By the way on the packaging front have you tried messing around in Distrobox? It's a really nice really easy way to install any app from any distro on any distro. Super quick and easy, export apps to your desktop so you can run them as if it's native, but they're running in little VM style containers of the target distro, but still with access to your user's home folder etc. So if you need a version of an app which is only available on another distro, you can use Distrobox to install just that app and have multiple versions and manage them all side by side. Totally negates the need for distro hopping. Of course this assumes that the stable base is working well enough for you, which to be fair it sounds like for you it isn't.
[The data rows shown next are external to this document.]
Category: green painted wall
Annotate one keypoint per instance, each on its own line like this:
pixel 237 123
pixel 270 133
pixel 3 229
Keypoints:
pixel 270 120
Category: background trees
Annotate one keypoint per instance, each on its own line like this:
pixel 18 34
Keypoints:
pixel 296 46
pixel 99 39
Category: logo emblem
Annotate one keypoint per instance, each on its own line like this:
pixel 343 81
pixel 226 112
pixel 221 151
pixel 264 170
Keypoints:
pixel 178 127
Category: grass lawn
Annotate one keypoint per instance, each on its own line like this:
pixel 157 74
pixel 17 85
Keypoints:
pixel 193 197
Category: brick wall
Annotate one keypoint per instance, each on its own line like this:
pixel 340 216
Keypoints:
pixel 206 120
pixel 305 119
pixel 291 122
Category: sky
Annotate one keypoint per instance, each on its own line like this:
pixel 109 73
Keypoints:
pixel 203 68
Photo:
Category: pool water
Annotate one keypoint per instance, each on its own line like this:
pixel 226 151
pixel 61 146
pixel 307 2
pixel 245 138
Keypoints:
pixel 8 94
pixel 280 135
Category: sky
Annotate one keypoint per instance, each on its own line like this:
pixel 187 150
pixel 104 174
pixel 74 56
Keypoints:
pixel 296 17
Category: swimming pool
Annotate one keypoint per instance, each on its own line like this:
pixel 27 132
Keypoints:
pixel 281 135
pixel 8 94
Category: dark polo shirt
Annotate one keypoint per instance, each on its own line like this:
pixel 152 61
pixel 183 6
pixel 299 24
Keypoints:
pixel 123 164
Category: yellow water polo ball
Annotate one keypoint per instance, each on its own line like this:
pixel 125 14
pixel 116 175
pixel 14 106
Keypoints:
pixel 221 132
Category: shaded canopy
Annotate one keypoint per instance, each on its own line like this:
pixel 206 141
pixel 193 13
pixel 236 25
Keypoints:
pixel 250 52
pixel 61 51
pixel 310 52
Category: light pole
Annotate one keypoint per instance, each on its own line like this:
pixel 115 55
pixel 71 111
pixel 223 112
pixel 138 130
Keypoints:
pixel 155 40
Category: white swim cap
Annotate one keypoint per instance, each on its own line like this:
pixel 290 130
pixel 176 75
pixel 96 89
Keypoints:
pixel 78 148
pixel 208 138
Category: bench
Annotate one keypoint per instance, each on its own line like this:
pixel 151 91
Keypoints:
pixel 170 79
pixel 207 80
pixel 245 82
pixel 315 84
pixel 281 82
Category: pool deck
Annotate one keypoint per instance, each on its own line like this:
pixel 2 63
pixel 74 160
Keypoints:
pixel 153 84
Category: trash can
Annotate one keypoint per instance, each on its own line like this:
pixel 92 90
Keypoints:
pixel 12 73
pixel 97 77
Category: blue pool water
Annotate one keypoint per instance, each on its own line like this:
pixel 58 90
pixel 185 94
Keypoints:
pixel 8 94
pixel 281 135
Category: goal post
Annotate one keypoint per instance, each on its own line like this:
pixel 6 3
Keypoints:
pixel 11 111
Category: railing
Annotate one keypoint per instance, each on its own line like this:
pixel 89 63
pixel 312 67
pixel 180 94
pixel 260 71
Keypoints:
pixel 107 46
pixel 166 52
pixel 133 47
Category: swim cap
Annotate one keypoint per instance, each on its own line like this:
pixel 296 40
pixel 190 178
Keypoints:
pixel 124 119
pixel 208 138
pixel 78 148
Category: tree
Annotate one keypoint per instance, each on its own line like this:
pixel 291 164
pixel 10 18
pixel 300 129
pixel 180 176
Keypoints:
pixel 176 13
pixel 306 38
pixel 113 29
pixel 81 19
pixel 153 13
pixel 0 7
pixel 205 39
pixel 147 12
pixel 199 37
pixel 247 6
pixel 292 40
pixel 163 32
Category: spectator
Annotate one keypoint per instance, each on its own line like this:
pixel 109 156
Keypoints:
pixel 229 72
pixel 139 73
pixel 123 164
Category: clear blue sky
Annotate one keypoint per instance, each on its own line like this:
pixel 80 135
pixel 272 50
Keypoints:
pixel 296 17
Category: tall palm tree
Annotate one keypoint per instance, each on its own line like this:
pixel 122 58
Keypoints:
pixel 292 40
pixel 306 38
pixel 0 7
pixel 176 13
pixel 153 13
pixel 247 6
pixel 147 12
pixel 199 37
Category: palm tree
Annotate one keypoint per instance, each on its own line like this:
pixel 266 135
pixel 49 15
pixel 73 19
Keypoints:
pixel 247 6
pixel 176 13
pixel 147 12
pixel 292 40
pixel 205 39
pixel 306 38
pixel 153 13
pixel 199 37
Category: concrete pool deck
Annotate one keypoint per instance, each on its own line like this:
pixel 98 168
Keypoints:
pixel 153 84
But for me all I'm worried about with the distro is a stable base, good drivers and default settings to save me time, and the kernel version, and timely security updates. Then everything else can be Distrobox or whatever other package formats.

Arch/Manjaro

NixOS

I can't imagine running linux on anything other than nixos. I haven't had to do a reinstall of my machine since 2016

Love the idea but seems so different, kinda scary for whatever reason. Just got over completely screwing up and wiping a Manjaro install bc of me not understanding midi and nuking all audio😭

Would nixos have allowed me to roll back?

I need a spare laptop IG.

yes nixos allows you to roll back even if you nuke the kernel. your entire system is immutable in each state. it's nearly imposible to get your machine into an unrecoverable state.

Protonvpn and onlykey apps are both mandatory part of my workflow and both busted in nixos after 3 days of messing around. I've decided give up and do manjaro with BTRFS snapshots instead. Nuke completed, paving now.

Manjaro with BTRFS and timeshift can be configured to create snapshots and automatically create grub entries that allow you to boot to your snapshots.

It seems to me that you are ready to switch to Debian stable. Nowadays there are many tools to tinker on top of a solid base system.